Первый этап. От Фалмута до сороковых широт

14 июня 1968 года – 10 сентября 1968 года (1-88 дни плавания)
   В шести милях от Фалмута яхта Huntress дала прощальный гудок. Мама, отец, Майк и Хэйзел долго махали мне, пока яхта не повернула назад. Я испытал первое ощущение настоящего одиночества – сбивающее с ног переживание. Нельзя было не задуматься над тем, каково мне будет через неделю, если уже сейчас я чувствую себя таким подавленным. Пытаясь отвлечься от неприятных мыслей, я занялся монтажом антенны и вышел на связь с офисом Sunday Mirror. Этот заранее оговоренный сеанс связи требовался для того, чтобы проверить систему и, в случае необходимости, внести необходимые коррективы до того, как я окажусь слишком далеко. Все прошло гладко и мы договорились еще об одном сеансе связи, который должен был состояться на следующий день. Покончив с этим, я занялся картами. Мне надо было разработать оптимальный маршрут плавания, в максимальной степени учитывающий направления морских течений и превалирующих ветров. Выбор времени для этой работы кажется на первый взгляд странным, но раньше не было нужды в такого рода деталях. Маршрут движения вниз по Атлантическому океану представлялся очевидным, но все зависело от ветров, с которыми придется иметь дело. Можно спланировать точный маршрут движения судна, однако не стоит рассчитывать на то, что оно будет его придерживаться. Сейчас я пытался определить несколько конкретных точек, к которым должен был подобраться настолько близко, насколько это позволил бы ветер. Достигнув первой, я занялся бы планированием следующего этапа. Первый промежуточный финиш находился в 150 километрах западнее мыса Финистерре, следующий – в 50 милях западнее Мадейры, последняя точка перед экватором – острова Зеленого Мыса, которые я собирался завизировать для определения местоположения. Отсюда начинался следующий этап плавания – к австралийским берегам. С точки зрения психологии, планирование маршрута было самым лучшим из того, чем я мог заняться в тот момент. Погрузившись с головой в работу, я не заметил наступления темноты. Настроение улучшилось, внутренне я был готов начать пожирать мили.

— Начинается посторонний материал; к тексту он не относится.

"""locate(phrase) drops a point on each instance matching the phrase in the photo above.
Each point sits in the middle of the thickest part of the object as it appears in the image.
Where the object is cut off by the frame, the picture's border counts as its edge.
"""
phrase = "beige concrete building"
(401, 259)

   Всю первую ночь Suhaili послушно шла по курсу, механизм автоуправления оставался незадействованным. Дул вест-зюйд-вест, мы шли в крутом бейдевинде и моего вмешательства почти не требовалось. Не снимая одежду, я свернулся калачиком в кокпите, положив рядом с собой ракетницу с сигнальным патроном и сигнальный горн на случай тумана, если какой-нибудь корабль окажется слишком близко. В какой-то момент, проспав около часа, я проснулся и обнаружил, что мы двигаемся к Корнуоллу и уже виднелись огни Лизарда. Ветер изменился, поэтому пришлось немного скорректировать курс.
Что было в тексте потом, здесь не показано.